A Torah é peculiar, sagrada e vivamente cheia de segredos de toda a criação. Ela nos fornece os conceitos, detalhes e a harmonia necessária para entendermos o físico e o espiritual. Vemos isso em Parashá Vayera onde ela contrasta vividamente a bondade e a hospitalidade da casa de Avraham, bem como a crueldade e ganância dos cidadãos de Sodoma. Quando visitantes chegaram à casa de Lot, toda a cidade, cercou a casa com a intenção de molestar seus convidados. As tentativas de Lot de apaziguar os manifestantes apenas agravaram ainda mais a sua raiva.

A Torah oral, a saber, o Talmud faz uma conexão muito interessante entre a cidade perversa de Sodoma e o rito [judaico] de fazer a lavagem das mãos nas refeições. Nossos Chachamim decretaram que se lavasse as mãos antes e depois de comer pão, como uma forma de purificação ritual, semelhante à imersão parcial em um micvê [imersão de todo o corpo, um rito judaico]. O decreto deRabanan [ou seja, rabínico] de lavar as mãos antes das refeições é baseado na purificação dos Kohanim [sacerdotes] antes de comerem suas ofertas de terumah.

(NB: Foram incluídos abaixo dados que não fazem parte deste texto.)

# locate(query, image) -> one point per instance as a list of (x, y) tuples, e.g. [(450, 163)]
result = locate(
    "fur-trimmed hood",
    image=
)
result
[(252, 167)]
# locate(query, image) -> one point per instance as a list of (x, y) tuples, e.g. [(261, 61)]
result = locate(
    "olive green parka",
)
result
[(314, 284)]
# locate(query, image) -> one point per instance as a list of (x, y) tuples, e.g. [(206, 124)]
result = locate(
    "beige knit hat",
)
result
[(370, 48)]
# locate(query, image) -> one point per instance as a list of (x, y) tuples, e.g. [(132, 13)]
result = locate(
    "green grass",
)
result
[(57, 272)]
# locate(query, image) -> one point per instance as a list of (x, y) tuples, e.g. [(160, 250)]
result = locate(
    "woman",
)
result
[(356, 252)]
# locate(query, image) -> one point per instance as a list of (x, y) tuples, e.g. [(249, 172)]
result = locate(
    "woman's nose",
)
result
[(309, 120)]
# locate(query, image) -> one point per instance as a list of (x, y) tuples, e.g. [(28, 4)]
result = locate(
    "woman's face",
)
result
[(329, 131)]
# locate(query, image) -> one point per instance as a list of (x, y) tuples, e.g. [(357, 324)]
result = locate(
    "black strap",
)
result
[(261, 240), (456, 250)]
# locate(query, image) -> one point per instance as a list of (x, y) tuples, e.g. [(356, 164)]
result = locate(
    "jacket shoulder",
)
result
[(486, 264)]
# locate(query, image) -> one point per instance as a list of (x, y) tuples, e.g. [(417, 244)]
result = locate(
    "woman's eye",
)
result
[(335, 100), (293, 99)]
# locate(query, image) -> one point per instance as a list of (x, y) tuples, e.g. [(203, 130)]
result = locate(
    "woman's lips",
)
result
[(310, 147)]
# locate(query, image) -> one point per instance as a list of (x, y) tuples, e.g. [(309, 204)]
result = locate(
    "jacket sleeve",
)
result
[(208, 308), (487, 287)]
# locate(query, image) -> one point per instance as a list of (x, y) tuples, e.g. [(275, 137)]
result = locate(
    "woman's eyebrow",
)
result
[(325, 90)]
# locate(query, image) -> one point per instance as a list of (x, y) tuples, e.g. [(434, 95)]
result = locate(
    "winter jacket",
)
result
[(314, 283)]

Mas, o Talmud em Maseret Chulin 105b, no entanto, fornece uma lógica bastante estranha para mayim acharonim, lavagem das mãos após a refeição. Os Chachamim explicaram que essa lavagem remove o sal de Sodoma, um sal perigoso que pode cegar os olhos. Então, o que é de fato esse sal sodomita? E o que isso tem a ver com purificação? Como pode este sal cegar os olhos? Com a ajuda de D’us e, somente Dele, Bendito Seja, vamos primeiro [dentro de nossos limites] entender a origem da imoralidade de Sodoma.

O povo de Sodoma estava obcecado em realizar seus desejos físicos, baixos. Eles se concentraram na mera satisfação própria, dos seus desejos mundanos, a tal ponto que não restou tempo para a bondade para com os outros. O desejo pela bondade passou, de fato, longe de seus corações. Eles gastaram todos os seus esforços perseguindo prazeres materiais, e não sobrou energia para ajudar o estrangeiro. Isto acontece em nossos dias? Deixo esse ponto para que vocês meditem não só nas ações de nossa geração, mas para daqui aprendermos os valores elevados, espirituais e profundos da bondade pelo próximo.

Com os conselhos de nossos Chachamim conseguimos entender que há um certo risco espiritual, se assim posso dizer, que se esconde em qualquer refeição que comemos. Nosso envolvimento em prazeres gastronômicos inevitavelmente aumenta o valor que atribuímos a essas atividades e diminui a importância das atividades espirituais, esforços que realmente nos aperfeiçoam. Como medida preventiva, os Sábios decretaram que devemos lavar as mãos antes de comer. Realizar seu ritual imprime em nossos coração a imagem de que somos como sacerdotes, comendo pão sagrado assado com ofertas de terumah . A refeição física que estamos prestes a fazer parte [ nos alimentarmos], de repente assume uma dimensão profundamente espiritual.

Apesar dessa preparação, nosso envolvimento no ato físico de comer reduzirá, de certa forma, em algum grau, nosso senso de santidade. Para combater essa influência negativa, lavamos as mãos após a refeição. Com essa limpeza ritual, lavamos o sal de Sodoma, o resíduo da preocupação egoísta em prazeres sensuais. Esse sal perigoso, que pode cegar nossos olhos para as necessidades dos outros, torna-se inofensivo através do ritual purificador de mayim acharonim [lavagem das mãos].